Jonathan is the front-runner in the polls. He is backed by the national machinery of the People’s Democratic Party (PDP), whose candidate has won every presidential race since 1999.
But he faces stiff opposition from Buhari in the north.
Thousands lined the streets outside Buhari’s home, chanting his name as his car inched through the crowd.
Fears that a race between southern Christian Jonathan and northern Muslim Buhari could polarise Nigeria, home to equal numbers from both religions, have failed to materialise so far, with campaigns largely free of inflammatory rhetoric.
“That problem was brought into Nigeria by the ruling party. The ruling party went to the extent of putting it into their constitution,” Buhari said, referring to a pact in the PDP that power should rotate between north and south every two terms.

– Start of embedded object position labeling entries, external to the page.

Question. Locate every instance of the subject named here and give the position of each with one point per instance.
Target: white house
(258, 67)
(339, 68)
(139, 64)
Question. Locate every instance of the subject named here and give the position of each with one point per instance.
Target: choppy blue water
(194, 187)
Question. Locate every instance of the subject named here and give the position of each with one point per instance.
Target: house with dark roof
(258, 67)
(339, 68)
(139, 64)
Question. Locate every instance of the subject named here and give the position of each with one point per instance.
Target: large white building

“The people from the north are just part of Nigeria. We leave the north/south dichotomy to the ruling party.”
Buhari ruled Nigeria after a New Year’s Eve coup in 1983 until August 1985, an iron-fisted administration best known for its “War Against Indiscipline”, a campaign against corruption in which politicians were jailed and drug traffickers executed.
He lost the last two presidential elections in 2003 and 2007, both marred by widespread intimidation and rigging, and has warned that Nigerians will not accept the same again.
“Uprisings from Tunisia to Yemen…have some influence on the Nigerian masses. I don’t know whether government realises it or not,” he said. “People are not going to take lightly what happened in 2003 and 2007.”
After legal battles over past elections, he said he personally would not challenge the outcome if he loses, but his Congress for Progressive Change (CPC) party may do so.
“I will not go to court again. My party may decide to go but I will not go,” he said.